Hallo Forumsmitglieder,

gestern hat sich mein Architekt und ein Statiker/Bodenmechaniker mein Gebaeude angecchaut. NAch deren Meinung sind die aufgetretenen Setzungen/Risse beherrschbar. Es wurden mir dazu Mikropfahl Fundamente vorgeschlagen sowie eine Verpressung/Verduebelung der Risse in der Fassade mit anschliessenem Verputzen und Aufbringen eines WDVS Systems. Die Risse reichen bis in den Innenraum.

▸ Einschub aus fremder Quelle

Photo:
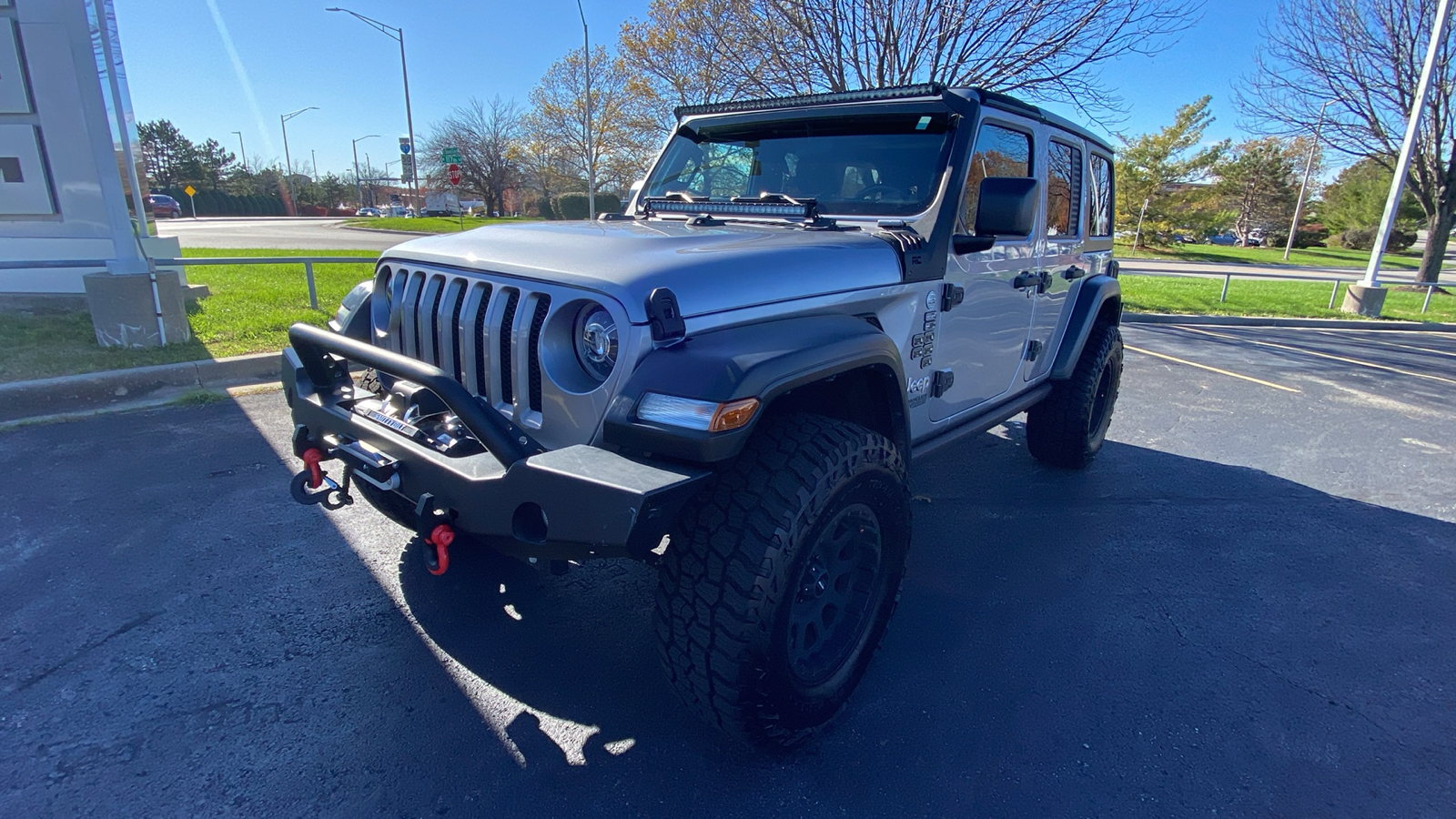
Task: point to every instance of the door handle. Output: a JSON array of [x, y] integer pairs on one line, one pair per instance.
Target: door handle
[[1026, 278]]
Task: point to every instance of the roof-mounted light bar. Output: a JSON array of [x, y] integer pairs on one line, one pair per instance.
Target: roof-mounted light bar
[[793, 208], [771, 104]]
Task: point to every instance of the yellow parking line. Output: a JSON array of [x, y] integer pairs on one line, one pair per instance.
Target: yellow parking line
[[1320, 354], [1210, 369]]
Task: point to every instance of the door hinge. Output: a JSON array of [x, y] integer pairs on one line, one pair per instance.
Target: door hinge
[[941, 382], [951, 295]]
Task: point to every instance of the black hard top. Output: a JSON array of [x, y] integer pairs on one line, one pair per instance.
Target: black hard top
[[924, 91]]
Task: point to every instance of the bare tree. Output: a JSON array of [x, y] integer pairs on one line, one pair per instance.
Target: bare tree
[[485, 135], [623, 130], [1365, 56], [1047, 48]]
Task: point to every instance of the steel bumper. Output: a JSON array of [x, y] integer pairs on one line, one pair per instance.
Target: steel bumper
[[567, 503]]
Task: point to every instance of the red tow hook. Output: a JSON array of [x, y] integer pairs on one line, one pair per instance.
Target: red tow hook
[[312, 457], [437, 559]]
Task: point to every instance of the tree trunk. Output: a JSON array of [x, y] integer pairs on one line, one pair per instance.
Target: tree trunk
[[1438, 234]]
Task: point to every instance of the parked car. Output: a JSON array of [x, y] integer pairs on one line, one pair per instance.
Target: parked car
[[164, 206], [632, 388]]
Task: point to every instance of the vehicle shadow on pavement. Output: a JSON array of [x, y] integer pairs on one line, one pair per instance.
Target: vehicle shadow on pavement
[[1155, 636], [1158, 624]]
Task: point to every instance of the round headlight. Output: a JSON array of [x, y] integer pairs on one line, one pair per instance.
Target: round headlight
[[596, 341]]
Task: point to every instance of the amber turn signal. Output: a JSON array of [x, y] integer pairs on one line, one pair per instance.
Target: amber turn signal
[[733, 414]]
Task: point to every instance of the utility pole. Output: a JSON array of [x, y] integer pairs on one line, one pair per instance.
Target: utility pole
[[1309, 165], [1368, 298], [242, 147], [592, 146], [1139, 234], [359, 187]]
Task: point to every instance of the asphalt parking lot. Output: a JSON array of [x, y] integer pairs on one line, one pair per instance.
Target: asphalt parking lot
[[1247, 606]]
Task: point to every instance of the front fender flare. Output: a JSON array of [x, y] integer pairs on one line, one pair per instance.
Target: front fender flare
[[761, 360]]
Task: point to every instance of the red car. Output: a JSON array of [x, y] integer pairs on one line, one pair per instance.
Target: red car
[[164, 206]]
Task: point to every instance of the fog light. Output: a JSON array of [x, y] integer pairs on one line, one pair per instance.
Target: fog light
[[688, 413]]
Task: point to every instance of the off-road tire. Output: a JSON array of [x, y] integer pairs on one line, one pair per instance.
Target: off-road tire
[[730, 581], [1067, 428]]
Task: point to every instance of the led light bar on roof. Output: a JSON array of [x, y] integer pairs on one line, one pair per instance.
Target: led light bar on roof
[[868, 95], [779, 210]]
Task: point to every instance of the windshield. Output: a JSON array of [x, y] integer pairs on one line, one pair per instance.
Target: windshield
[[868, 165]]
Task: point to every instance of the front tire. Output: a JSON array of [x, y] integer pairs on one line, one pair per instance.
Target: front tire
[[774, 602], [1067, 428]]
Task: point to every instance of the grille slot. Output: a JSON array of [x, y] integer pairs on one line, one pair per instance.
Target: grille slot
[[513, 299], [533, 356]]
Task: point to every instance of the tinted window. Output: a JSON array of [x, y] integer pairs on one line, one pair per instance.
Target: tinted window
[[881, 165], [999, 152], [1101, 193], [1065, 191]]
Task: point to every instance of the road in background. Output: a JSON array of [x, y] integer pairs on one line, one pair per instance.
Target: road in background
[[1245, 606], [288, 234]]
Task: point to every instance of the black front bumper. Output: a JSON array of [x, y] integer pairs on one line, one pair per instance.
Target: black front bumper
[[568, 503]]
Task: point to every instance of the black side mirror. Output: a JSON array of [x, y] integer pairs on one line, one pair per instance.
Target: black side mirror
[[1008, 206]]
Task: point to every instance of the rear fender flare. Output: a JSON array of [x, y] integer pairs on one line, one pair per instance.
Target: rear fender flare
[[1099, 296]]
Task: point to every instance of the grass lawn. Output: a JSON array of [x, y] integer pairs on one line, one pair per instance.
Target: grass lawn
[[249, 312], [1251, 298], [1307, 257], [429, 223]]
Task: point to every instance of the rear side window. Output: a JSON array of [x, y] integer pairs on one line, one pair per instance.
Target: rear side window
[[1065, 191], [999, 152], [1101, 196]]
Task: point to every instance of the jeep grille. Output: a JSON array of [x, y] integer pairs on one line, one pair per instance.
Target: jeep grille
[[487, 334]]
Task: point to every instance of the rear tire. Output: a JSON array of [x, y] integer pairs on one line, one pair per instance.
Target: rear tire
[[775, 599], [1067, 428]]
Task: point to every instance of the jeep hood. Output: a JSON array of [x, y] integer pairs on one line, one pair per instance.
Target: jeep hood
[[710, 268]]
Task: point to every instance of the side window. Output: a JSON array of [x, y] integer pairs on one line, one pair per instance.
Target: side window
[[1065, 191], [1101, 196], [999, 152]]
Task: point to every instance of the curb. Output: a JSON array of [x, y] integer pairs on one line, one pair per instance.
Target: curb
[[116, 389], [1271, 321], [386, 230]]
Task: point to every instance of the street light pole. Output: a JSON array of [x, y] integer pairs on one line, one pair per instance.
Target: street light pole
[[242, 147], [592, 160], [1404, 162], [359, 188], [410, 114], [1309, 165], [283, 120]]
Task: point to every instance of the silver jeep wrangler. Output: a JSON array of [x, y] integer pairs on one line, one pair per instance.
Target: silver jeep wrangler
[[730, 379]]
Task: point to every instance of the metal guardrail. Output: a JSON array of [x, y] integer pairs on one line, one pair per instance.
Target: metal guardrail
[[313, 295], [1334, 293], [196, 261]]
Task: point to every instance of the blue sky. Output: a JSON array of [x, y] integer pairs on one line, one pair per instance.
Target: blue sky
[[296, 55]]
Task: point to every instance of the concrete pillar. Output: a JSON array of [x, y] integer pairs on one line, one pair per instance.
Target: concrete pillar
[[1365, 300], [126, 314]]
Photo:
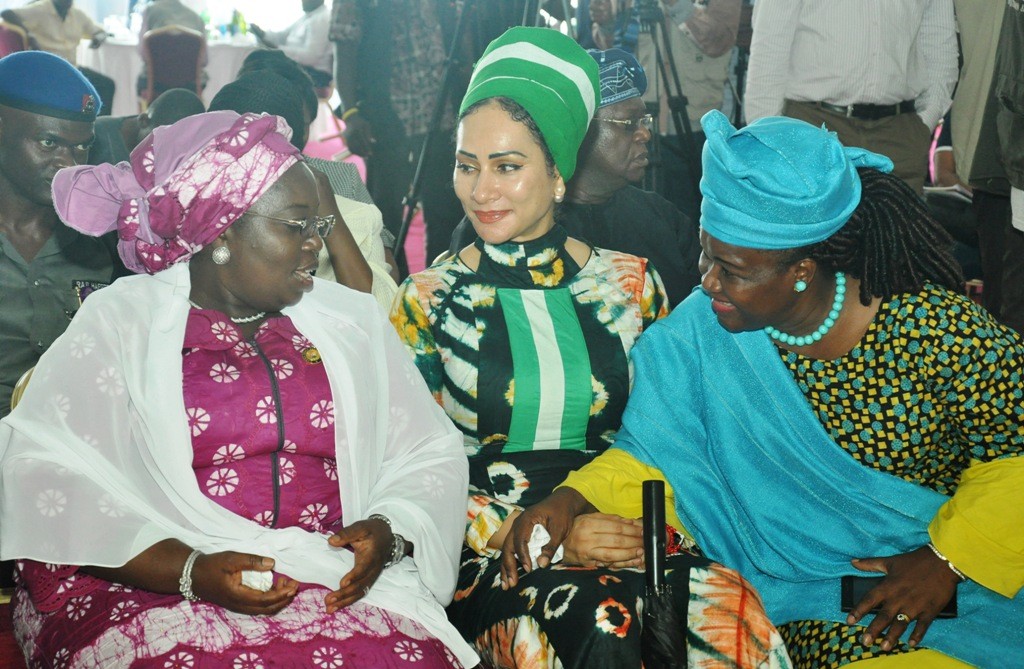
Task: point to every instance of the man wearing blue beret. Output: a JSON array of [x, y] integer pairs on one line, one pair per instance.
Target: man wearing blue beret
[[47, 111], [57, 27]]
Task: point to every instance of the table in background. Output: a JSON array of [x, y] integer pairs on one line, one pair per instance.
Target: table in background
[[121, 60]]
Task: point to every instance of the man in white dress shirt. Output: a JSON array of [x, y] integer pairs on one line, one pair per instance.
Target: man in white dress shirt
[[880, 73], [305, 41]]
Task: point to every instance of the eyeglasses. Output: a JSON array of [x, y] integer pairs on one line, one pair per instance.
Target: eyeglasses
[[632, 125], [323, 224]]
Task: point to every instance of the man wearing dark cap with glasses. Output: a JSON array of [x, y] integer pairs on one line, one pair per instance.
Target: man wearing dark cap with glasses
[[601, 204], [47, 111]]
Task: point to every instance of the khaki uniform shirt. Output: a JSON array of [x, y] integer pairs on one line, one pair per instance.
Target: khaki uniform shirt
[[38, 298], [58, 36]]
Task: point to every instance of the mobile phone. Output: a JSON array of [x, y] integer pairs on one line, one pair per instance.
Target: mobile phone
[[855, 587]]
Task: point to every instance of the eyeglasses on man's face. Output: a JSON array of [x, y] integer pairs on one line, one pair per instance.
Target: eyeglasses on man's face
[[632, 125], [323, 224]]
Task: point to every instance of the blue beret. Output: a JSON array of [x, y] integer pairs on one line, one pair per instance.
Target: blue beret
[[778, 183], [45, 84], [621, 74]]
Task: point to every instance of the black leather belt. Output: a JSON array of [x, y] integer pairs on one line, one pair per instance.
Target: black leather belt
[[868, 112]]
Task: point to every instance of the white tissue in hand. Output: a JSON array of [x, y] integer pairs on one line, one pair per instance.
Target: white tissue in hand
[[538, 540], [261, 581]]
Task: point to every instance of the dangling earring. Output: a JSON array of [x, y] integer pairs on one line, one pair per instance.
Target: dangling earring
[[221, 255]]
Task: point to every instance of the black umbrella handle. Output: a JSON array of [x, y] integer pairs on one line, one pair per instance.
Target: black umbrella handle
[[653, 535]]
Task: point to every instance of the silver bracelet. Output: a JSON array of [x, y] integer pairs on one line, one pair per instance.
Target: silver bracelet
[[184, 583], [397, 541], [963, 577], [397, 550]]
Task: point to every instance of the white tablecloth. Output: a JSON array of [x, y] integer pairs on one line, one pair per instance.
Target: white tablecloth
[[120, 60]]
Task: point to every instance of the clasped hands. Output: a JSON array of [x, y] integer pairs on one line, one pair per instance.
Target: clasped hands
[[915, 586], [217, 577]]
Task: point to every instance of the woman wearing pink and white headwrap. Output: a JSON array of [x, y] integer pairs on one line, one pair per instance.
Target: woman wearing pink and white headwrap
[[226, 462]]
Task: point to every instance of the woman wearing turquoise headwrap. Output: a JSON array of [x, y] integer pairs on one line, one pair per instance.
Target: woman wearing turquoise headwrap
[[523, 338], [829, 405]]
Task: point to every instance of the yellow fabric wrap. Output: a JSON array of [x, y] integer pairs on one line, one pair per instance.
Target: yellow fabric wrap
[[979, 529]]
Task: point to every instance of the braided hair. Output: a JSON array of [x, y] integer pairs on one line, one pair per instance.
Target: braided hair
[[891, 243]]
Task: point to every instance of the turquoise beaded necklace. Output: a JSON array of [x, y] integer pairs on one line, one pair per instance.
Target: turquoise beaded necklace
[[823, 329]]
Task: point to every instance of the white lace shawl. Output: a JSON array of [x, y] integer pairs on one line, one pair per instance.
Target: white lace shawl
[[96, 460]]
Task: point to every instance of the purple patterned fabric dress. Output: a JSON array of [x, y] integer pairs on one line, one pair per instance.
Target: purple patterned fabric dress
[[262, 427]]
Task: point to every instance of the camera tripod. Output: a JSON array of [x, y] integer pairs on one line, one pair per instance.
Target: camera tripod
[[653, 24]]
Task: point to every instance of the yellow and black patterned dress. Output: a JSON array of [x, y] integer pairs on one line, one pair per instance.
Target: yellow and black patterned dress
[[528, 354], [934, 385]]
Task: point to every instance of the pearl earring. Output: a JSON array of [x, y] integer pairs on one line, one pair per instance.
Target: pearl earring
[[221, 255]]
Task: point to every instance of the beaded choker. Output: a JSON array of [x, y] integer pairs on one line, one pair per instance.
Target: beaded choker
[[238, 321], [823, 329]]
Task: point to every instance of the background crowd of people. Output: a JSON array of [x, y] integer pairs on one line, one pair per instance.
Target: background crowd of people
[[706, 242]]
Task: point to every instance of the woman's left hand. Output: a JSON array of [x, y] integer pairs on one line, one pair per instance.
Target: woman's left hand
[[916, 584], [371, 541]]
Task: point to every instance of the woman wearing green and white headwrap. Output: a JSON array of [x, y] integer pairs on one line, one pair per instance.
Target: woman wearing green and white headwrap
[[523, 338]]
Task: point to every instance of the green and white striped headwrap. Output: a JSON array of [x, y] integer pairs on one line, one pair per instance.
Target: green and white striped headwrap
[[552, 77]]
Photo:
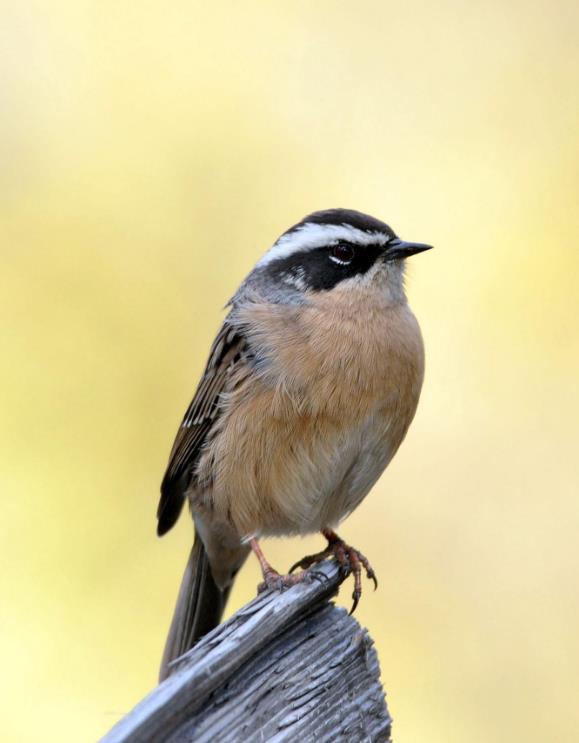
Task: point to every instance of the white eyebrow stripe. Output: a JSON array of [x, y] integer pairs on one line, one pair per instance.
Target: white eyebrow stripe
[[310, 236]]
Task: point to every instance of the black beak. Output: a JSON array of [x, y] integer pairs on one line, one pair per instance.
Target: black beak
[[397, 249]]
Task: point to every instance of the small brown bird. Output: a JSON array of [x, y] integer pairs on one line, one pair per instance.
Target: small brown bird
[[311, 385]]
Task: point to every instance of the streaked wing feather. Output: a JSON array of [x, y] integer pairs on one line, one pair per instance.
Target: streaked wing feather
[[225, 354]]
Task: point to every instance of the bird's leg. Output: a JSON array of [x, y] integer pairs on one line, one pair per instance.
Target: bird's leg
[[351, 561], [271, 578]]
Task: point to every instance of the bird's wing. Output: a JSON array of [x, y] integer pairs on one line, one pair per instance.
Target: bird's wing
[[225, 356]]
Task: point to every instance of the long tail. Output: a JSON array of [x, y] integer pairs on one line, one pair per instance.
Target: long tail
[[199, 609]]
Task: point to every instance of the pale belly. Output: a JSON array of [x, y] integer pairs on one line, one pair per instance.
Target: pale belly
[[299, 476]]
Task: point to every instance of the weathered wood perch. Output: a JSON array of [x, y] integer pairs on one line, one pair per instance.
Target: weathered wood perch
[[288, 666]]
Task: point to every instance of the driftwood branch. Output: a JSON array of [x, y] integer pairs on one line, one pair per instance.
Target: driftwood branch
[[286, 667]]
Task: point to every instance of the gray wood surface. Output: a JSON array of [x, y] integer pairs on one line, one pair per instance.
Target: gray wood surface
[[288, 666]]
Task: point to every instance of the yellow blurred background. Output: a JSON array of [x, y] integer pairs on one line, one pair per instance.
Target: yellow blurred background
[[149, 153]]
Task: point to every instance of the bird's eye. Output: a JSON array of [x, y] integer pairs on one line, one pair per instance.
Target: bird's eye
[[342, 253]]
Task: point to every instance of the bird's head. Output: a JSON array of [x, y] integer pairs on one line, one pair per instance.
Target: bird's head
[[336, 248]]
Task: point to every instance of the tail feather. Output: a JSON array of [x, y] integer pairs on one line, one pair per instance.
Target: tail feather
[[199, 608]]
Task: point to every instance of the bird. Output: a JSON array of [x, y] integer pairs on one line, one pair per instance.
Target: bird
[[310, 387]]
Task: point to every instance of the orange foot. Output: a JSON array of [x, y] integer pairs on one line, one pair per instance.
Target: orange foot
[[351, 561], [271, 578]]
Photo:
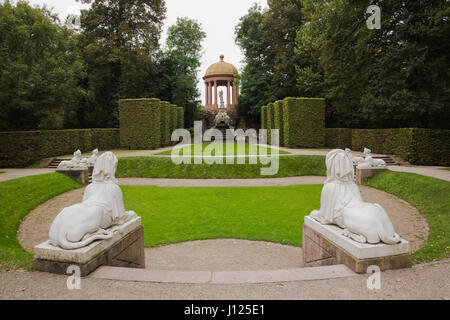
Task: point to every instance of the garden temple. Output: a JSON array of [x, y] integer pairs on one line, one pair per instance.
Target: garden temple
[[221, 74]]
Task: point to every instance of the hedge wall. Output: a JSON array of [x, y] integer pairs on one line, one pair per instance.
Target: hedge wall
[[140, 125], [415, 145], [165, 123], [180, 117], [264, 117], [278, 119], [173, 118], [21, 149], [338, 138], [304, 122]]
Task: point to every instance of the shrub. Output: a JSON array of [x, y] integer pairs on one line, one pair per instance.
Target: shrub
[[278, 119], [140, 123], [304, 122], [338, 138], [165, 123], [180, 118]]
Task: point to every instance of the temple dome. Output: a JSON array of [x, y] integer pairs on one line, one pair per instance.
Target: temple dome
[[221, 68]]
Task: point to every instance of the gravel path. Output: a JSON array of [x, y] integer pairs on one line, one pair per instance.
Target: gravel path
[[429, 281]]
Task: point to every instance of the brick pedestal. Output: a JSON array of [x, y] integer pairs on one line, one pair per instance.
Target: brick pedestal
[[122, 251]]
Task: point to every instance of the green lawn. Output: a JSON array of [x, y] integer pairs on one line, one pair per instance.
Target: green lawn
[[17, 198], [172, 215], [432, 197], [219, 149], [154, 167]]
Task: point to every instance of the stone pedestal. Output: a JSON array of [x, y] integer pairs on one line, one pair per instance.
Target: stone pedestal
[[124, 249], [325, 245], [362, 175], [79, 175]]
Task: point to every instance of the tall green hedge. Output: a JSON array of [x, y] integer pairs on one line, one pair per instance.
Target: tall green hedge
[[415, 145], [264, 117], [165, 123], [173, 118], [180, 117], [338, 138], [304, 122], [140, 126], [278, 119], [270, 122], [21, 149]]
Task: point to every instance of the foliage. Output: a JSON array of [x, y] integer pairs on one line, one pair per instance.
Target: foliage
[[304, 122], [394, 77], [13, 208], [40, 69], [268, 213], [140, 123], [119, 42], [23, 148], [179, 66], [158, 167], [430, 196]]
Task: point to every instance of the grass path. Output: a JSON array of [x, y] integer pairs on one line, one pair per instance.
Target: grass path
[[17, 198], [172, 215], [432, 197], [154, 167]]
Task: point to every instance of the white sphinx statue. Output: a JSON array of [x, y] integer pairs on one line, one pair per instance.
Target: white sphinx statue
[[371, 163], [341, 204], [76, 163], [79, 225]]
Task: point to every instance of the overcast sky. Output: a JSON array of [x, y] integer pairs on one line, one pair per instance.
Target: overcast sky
[[218, 19]]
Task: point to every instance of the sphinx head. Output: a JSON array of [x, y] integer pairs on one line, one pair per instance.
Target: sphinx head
[[339, 166], [105, 168]]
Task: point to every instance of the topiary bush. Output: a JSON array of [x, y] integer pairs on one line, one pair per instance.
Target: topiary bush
[[278, 119], [140, 126], [304, 122], [165, 123]]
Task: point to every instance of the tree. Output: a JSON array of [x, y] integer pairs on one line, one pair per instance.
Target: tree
[[119, 43], [39, 69], [179, 66], [258, 87]]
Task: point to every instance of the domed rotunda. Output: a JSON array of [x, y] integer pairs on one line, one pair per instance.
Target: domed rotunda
[[221, 74]]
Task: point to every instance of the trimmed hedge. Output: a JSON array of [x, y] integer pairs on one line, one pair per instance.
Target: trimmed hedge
[[165, 123], [415, 145], [304, 122], [270, 122], [338, 138], [173, 118], [278, 119], [23, 148], [180, 117], [140, 126]]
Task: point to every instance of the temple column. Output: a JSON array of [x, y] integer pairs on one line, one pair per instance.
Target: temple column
[[206, 93], [215, 95], [228, 93], [210, 93]]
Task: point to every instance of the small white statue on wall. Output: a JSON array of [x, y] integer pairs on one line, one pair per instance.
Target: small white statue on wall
[[371, 163], [76, 162], [102, 208], [93, 158], [341, 204]]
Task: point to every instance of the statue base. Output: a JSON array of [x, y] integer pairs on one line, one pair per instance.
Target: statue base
[[325, 245], [362, 175], [124, 249], [79, 175]]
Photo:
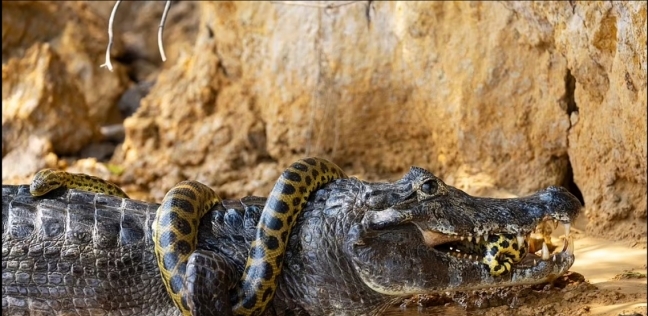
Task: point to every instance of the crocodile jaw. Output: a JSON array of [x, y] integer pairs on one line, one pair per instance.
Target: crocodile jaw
[[407, 268]]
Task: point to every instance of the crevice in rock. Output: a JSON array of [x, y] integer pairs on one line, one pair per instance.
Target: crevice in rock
[[571, 107], [570, 185], [570, 88]]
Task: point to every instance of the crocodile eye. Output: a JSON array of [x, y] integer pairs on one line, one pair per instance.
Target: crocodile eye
[[429, 187]]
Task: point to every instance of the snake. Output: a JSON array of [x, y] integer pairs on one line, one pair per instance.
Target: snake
[[175, 228]]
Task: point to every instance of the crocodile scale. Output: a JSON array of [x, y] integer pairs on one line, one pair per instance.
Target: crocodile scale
[[176, 225]]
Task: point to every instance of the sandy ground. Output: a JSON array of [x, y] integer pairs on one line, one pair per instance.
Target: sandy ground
[[607, 278]]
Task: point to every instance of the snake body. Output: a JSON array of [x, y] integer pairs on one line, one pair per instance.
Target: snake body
[[175, 230], [176, 225]]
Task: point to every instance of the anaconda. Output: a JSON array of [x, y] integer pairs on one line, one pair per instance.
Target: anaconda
[[356, 247], [175, 229]]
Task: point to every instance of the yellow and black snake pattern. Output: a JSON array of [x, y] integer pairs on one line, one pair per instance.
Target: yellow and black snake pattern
[[175, 234], [501, 252], [175, 229], [47, 180], [284, 205]]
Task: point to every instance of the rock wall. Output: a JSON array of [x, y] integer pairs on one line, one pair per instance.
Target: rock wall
[[525, 94]]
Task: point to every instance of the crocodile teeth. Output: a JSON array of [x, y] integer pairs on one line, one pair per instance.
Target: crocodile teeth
[[520, 239], [545, 251]]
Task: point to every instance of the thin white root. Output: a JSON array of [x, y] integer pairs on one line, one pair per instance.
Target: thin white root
[[315, 5], [161, 29], [108, 64]]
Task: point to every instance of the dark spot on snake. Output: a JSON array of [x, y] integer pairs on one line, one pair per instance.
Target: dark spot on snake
[[185, 192], [323, 167], [278, 205], [272, 243], [181, 224], [273, 223], [299, 166], [292, 176], [170, 260], [165, 218], [183, 248], [176, 283], [267, 294], [250, 301], [256, 253], [183, 302], [167, 238], [180, 204], [267, 270], [287, 189]]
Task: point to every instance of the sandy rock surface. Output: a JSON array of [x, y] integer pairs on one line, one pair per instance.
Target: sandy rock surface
[[497, 98]]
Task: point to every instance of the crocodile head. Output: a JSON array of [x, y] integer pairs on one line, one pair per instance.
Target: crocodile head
[[420, 235]]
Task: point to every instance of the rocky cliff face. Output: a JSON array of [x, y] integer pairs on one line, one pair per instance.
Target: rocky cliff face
[[522, 94]]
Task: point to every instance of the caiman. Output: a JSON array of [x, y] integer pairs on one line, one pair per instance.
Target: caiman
[[356, 248]]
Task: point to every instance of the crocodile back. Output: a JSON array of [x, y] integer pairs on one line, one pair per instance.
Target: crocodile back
[[59, 254]]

(Kostenumfang 30-35 tsd Euro). Man kommt recht gut an das Fundament heran. Was haltet Ihr von dem Vorschlag?

Wiss Ihr ob diese Arbeiten ebenfalls Denkmal AFA abschreibbar sind?



Risse



Ferndiagnose mit so einem Foto ist schlichtweg unmöglich.
Was sagen die Experten denn zur Schadensursache?

Viele Grüße



§7i Einkommenssteuergesetz



Hallo Herr Walter,
Wegen der erhöhten Abschreibung fragen Sie am besten die Untere Denkmalschutzbehörde und Ihren Steuerberater.

Sie brauchen auf jeden Fall eine denkmalschutzrechtliche Genehmigung.

Das WDVS könnte schon ein Knackpunkt sein.

Ansonsten schließe ich mich Georg´s Frage an.

viele Grüße





... und gab es hier mal langerfristigere Beobachtungen der Risse über Gipsplomben oder Rissmonitore?

Grüße



Bohrpfahlerfahrung



Also,

ich wollte eigentlich lediglich wissen, ob jemand hier Erfahrung mir Bohrpfaehlen hat.

Ja es gab Gipsmarken, diese haben sich in den letzten Jahren nicht mehr bewegt, aber ich will auf Nummer sicher gehen.

Meint Ihr das man allen ernstes gegen WDVS sein kann bei einer Strukturlosen Rueckfront die niemand sieht?? Dann verliere ich meinen Glauben an den Denkmalschutz, aber das ist ja ohnehin nicht mehr mit Logik zu begreifen. Das Haus ist innen voellig verbastelt. Hoffentlich gibt es da fuer mich nicht auch noch nette bzw. Irrsinnsanforderungen.

Langsam sind Sie ja unsere Behoerdler.....Noch ein BIld von der Innenwand.





Nö, mit Bohrpfählen nicht aber mit Rissverpressung

Grüße [pubimg 19288]



Alternativen



Falls die Ursachen klar sind und für die Sanierung Kleinbohrpfähle geeignet sind, könnte man alternativ auch über segmentierte Einpresspfähle nachdenken. Bei einem aktuellen Bauvorhaben liegt die Variante gegenüber den Kleinbohrpfählen ca. 20% günstiger. Die Einsetzbarkeit hängt aber vom Boden ab.